E-cigarettes poisoning epidemic level of kids, study says

E-cigarettes have been marketed as a safer alternative for smokers than traditional tobacco products, but a new study shows an alarming number of young children are exposed to poisoning from e-cigarettes.


E-cigarettes have been marketed as a safer alternative for smokers than traditional tobacco products, but a new study shows an alarming number of young children are exposed to poisoning from e-cigarettes.

So many children have been exposed to e-cigarettes and liquid nicotine, in fact, that researchers are calling it an epidemic and are urging government regulators to take action.

Calls to poison control centers have steadily increased since electronic cigarettes hit the U.S. market nearly a decade ago, but from January 2012 through April 2015, a new study shows calls skyrocketed nearly 1,500 percent.

"By the end of the study, roughly every three hours there's a call to a poison control center for a child that's been exposed to an e-cigarette or liquid nicotine. That's about seven children a day. That is an epidemic by any definition," says Dr. Gary Smith with Nationwide Children's Hospital. He was a senior author of the study. 

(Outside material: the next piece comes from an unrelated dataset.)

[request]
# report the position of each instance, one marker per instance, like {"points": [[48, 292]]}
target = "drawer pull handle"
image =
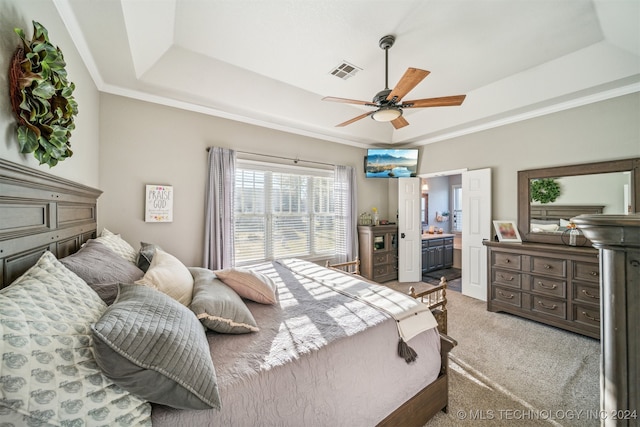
{"points": [[593, 319], [547, 286], [505, 295], [586, 292], [548, 307]]}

Researchers found over a 40 month period, more than 4,000 children were exposed to e-cigarettes and liquid nicotine. Children under the age of 3 were most vulnerable.

The liquid can actually cause poisoning by being absorbed through a child's skin. However, 90 percent of children were exposed by swallowing the liquid.

"It can cause severe medical outcomes among children, including coma, seizures, and respiratory arrest, which is when a child stops breathing. In this study we even had one death due to exposure to liquid nicotine," Dr. Smith says.

Smith says e-cigarettes are not currently regulated by the Food and Drug Administration. And, although the government prohibits flavors in cigarettes, liquid nicotine for e-cigarettes comes in candy and fruit flavors that attract children.

"Not only is it attractive, but the top is not child resistant; it can be easily removed. That's why parents have to remember to put this up, away, and out of sight of children. Preferably in a locked cabinet," he adds. 

Smith is urging the FDA to take immediate action to regulate the products before even more children are poisoned.

In July, a new federal law will require e-cigarette liquids to be sold in bottles that are child resistant. Smith says while that is important, it is only a first step.

He would like to see the government ban flavored liquid nicotine, as was done for cigarettes back in 2009.